A number of my colleagues around the world and I are doing Barrier Analysis studies right now on COVID-19 vaccine acceptance and regular mask usage. So far, the results from our Bangladesh and Myanmar vaccines studies are – you guessed it – a bit different from what was expected and surprising. For example, in Tanzania, vaccine acceptors are five times more likely [than non-acceptors] to say that they fear becoming impotent if they get a COVID-19 vaccine, and in Kenya, acceptors were more than twice as likely to believe that it would be “very serious” if someone in their household got COVID-19. As we examine the results from Bangladesh, India, Myanmar, Kenya, Tanzania and the DRC, and we begin sharing the findings with WHO, GAVI, and UNICEF, we are finding that more and more colleagues around the world are interested to do their own BA studies, to listen to the communities that they serve. This sort of focused listening with BA, combined with other more qualitative methods like focus groups, will help us to really understand and address people’s concerns about getting the COVID-19 vaccines, and to assure that people that they trust (such as faith and community leaders) will lead the way in providing accurate information about the vaccines.
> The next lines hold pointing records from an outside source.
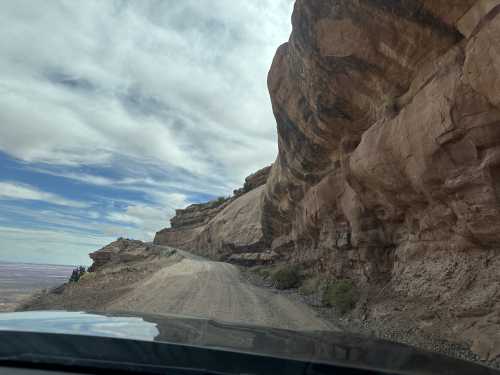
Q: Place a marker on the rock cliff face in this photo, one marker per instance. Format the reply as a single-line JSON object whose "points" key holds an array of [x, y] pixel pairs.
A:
{"points": [[121, 251], [388, 172], [222, 227]]}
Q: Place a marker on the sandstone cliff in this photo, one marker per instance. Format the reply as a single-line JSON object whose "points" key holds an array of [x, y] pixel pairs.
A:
{"points": [[222, 227], [388, 172]]}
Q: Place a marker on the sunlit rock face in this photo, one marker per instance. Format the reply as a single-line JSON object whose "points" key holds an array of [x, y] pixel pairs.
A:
{"points": [[388, 116], [222, 227]]}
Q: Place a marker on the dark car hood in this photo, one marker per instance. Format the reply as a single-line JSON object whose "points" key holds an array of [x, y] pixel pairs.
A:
{"points": [[312, 346]]}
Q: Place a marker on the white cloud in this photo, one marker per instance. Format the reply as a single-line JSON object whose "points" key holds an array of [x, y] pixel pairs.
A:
{"points": [[14, 190], [145, 219], [48, 246], [167, 96], [180, 84]]}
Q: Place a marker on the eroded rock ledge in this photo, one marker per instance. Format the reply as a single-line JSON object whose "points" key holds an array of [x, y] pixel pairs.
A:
{"points": [[388, 172], [221, 227]]}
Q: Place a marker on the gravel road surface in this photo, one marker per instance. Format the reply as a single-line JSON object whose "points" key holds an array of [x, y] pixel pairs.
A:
{"points": [[216, 290]]}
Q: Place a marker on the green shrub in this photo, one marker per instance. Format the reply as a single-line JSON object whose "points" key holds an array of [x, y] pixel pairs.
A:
{"points": [[340, 294], [77, 274], [262, 270], [310, 286], [286, 277]]}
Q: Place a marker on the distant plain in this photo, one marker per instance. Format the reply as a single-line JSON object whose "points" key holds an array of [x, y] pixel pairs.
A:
{"points": [[19, 280]]}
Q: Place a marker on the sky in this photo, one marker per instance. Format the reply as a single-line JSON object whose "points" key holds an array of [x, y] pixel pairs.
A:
{"points": [[115, 113]]}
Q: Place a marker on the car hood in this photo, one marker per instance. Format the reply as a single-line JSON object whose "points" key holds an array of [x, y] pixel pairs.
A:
{"points": [[311, 346]]}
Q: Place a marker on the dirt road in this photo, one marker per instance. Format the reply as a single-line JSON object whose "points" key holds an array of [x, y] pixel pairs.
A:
{"points": [[198, 287]]}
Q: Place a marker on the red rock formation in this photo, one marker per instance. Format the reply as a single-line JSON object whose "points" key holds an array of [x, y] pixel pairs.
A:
{"points": [[388, 170], [119, 251], [222, 227]]}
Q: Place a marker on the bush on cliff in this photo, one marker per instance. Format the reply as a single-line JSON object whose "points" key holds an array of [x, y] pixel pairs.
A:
{"points": [[77, 274], [341, 295], [286, 277], [311, 286]]}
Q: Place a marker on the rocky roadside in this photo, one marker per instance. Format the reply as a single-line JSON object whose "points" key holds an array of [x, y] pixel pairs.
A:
{"points": [[397, 332]]}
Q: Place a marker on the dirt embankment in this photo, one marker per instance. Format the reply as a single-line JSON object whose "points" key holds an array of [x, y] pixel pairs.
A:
{"points": [[175, 282]]}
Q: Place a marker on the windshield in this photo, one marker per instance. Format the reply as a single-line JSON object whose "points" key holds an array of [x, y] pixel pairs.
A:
{"points": [[314, 166]]}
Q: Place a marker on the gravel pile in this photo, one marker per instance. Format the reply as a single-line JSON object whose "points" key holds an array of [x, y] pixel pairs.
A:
{"points": [[397, 332]]}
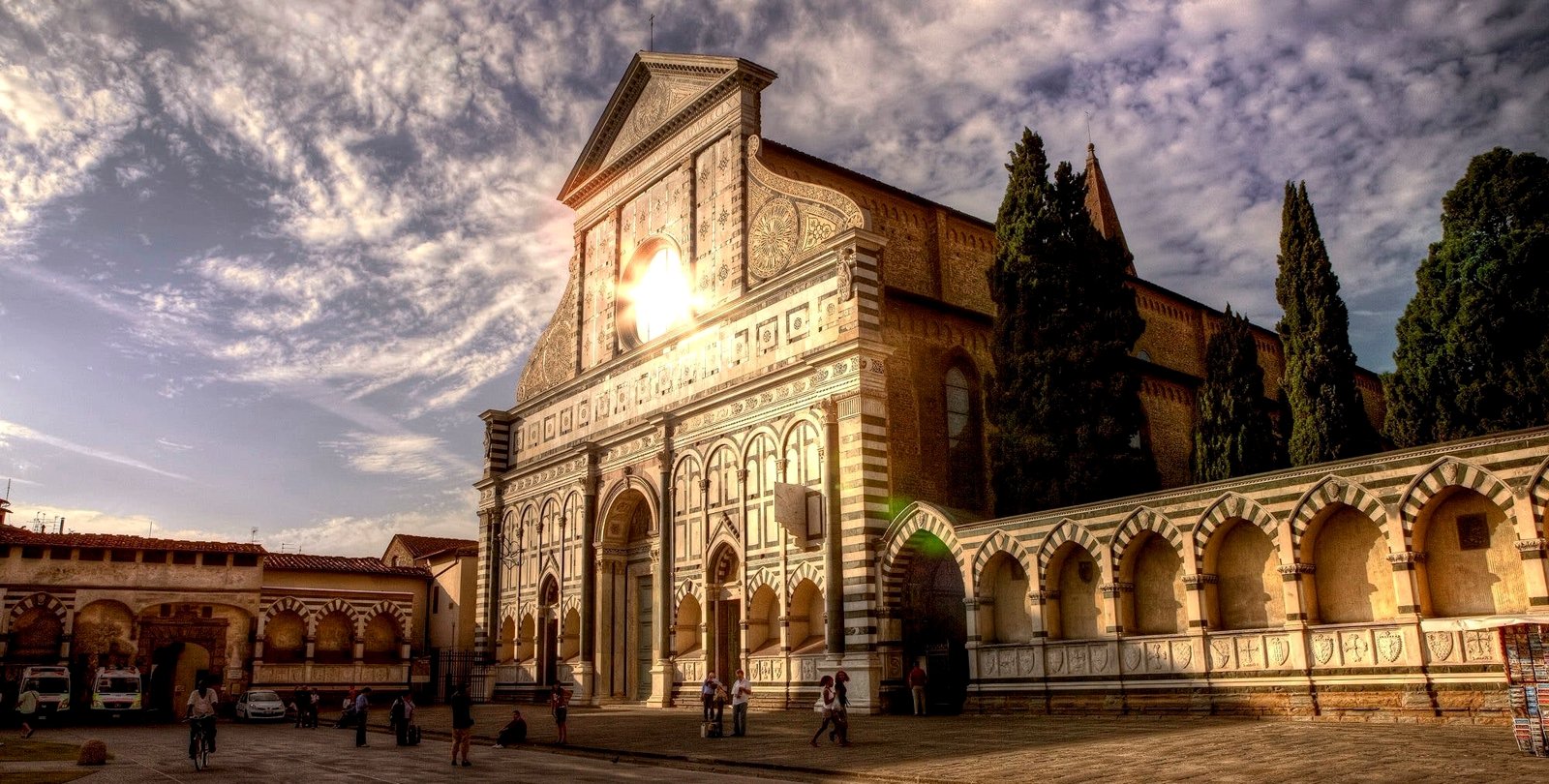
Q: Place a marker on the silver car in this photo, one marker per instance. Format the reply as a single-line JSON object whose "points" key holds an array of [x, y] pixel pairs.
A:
{"points": [[260, 706]]}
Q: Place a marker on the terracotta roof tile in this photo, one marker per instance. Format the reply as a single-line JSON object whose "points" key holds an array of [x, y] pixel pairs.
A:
{"points": [[423, 546], [338, 562], [15, 535]]}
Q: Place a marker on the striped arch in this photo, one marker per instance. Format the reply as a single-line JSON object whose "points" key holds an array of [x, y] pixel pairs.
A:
{"points": [[1328, 492], [1538, 497], [914, 520], [805, 417], [1066, 531], [41, 600], [335, 606], [1139, 521], [391, 608], [1229, 507], [570, 601], [807, 570], [759, 578], [1448, 473], [278, 606], [998, 543], [753, 437]]}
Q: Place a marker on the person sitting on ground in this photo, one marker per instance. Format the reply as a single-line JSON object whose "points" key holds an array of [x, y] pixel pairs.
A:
{"points": [[513, 733]]}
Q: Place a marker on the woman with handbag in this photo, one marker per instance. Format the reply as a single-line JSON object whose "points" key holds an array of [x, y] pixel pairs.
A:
{"points": [[826, 704]]}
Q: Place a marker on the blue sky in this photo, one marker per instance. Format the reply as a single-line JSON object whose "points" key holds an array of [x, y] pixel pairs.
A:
{"points": [[262, 263]]}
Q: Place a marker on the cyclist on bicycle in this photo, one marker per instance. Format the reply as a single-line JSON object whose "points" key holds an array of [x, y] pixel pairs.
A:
{"points": [[201, 713]]}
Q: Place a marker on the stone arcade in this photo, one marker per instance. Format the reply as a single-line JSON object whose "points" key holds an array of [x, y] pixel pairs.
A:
{"points": [[753, 437]]}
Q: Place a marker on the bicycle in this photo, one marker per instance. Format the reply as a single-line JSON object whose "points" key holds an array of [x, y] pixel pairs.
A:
{"points": [[198, 742]]}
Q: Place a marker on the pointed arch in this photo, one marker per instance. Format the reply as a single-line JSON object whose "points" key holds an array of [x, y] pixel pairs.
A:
{"points": [[337, 605], [1068, 530], [1447, 473], [41, 600], [763, 577], [1143, 520], [807, 570], [1538, 498], [1229, 507], [389, 608], [999, 543], [278, 606], [910, 523], [1336, 490]]}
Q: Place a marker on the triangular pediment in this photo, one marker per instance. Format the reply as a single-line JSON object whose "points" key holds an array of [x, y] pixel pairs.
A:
{"points": [[657, 93]]}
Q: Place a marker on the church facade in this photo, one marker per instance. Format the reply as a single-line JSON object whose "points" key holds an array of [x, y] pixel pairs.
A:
{"points": [[753, 437]]}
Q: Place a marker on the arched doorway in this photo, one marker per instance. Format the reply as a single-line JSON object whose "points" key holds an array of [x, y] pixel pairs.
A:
{"points": [[624, 621], [724, 617], [934, 620], [549, 629]]}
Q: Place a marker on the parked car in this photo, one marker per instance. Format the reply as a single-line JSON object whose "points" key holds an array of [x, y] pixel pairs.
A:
{"points": [[116, 693], [260, 706], [53, 690]]}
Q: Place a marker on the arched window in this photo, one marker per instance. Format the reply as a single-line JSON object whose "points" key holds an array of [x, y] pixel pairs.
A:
{"points": [[655, 291]]}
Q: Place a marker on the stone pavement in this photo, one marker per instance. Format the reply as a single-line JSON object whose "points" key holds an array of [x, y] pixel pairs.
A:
{"points": [[1045, 748], [279, 755]]}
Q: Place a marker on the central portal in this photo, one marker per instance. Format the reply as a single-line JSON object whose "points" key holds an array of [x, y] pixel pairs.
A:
{"points": [[724, 592]]}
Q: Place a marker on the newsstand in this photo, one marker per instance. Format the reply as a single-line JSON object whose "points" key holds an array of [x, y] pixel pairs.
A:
{"points": [[1526, 648]]}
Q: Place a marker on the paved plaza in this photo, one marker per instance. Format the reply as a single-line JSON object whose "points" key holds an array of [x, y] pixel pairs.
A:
{"points": [[637, 744]]}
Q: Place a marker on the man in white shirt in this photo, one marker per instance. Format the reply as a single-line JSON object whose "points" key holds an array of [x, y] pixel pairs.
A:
{"points": [[741, 690], [201, 711]]}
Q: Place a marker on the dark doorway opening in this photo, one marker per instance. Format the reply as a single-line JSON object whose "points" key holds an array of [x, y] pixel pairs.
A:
{"points": [[936, 623]]}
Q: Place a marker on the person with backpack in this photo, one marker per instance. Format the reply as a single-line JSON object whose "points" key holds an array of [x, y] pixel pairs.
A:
{"points": [[560, 704], [201, 713], [402, 717], [462, 724]]}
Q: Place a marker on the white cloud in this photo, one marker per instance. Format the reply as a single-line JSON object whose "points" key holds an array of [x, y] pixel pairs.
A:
{"points": [[402, 454], [12, 431], [369, 536]]}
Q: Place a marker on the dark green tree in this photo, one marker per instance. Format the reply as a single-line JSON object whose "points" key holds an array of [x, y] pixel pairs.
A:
{"points": [[1233, 435], [1328, 417], [1065, 396], [1473, 345]]}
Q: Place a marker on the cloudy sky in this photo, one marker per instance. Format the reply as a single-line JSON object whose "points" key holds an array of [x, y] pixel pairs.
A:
{"points": [[262, 263]]}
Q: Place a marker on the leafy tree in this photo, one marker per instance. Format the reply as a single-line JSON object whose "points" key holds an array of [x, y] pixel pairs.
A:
{"points": [[1328, 417], [1473, 345], [1233, 435], [1065, 397]]}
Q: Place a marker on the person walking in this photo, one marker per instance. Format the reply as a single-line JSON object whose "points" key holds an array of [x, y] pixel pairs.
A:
{"points": [[361, 704], [27, 707], [825, 706], [402, 717], [201, 713], [707, 694], [841, 709], [741, 690], [462, 724], [560, 704], [301, 699], [314, 707], [513, 733], [918, 686]]}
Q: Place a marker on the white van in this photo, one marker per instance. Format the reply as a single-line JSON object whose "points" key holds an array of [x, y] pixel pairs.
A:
{"points": [[116, 691], [51, 685]]}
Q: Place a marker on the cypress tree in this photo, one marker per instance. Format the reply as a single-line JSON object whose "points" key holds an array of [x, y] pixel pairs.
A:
{"points": [[1328, 417], [1473, 343], [1231, 428], [1065, 396]]}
In Bolivia, the mothers that didn’t take their children for growth monitoring had heard that malnutrition was a serious problem. But when we probed, “How serious is it, more than measles?” No, not at all. “Flu?” No. “What about having a cold?” No, having a cold is more serious than having malnutrition. If a mother believes that, we need to start by convincing her of the danger of a child becoming malnourished rather than just telling her that it’s the right thing to do to take her child for growth monitoring.
In Nepal, many children had heard that they should wash their hands. But like many adults, they simply often forget, and sometimes people take the soap. (Adding mirrors to the hand washing station, painting footprints from the latrine to the station, and using soap on a rope helped there.)
The words from Isaiah 65:20 that first inspired me into this work – “Never again will there be in it an infant who lives but a few days or an old man who does not live out his years” – motivate me today as much as they did when they first leapt off the page of a Bible years ago. We can face down COVID-19, we have the tools, we just need to find the will. And really listen to people as we face this together.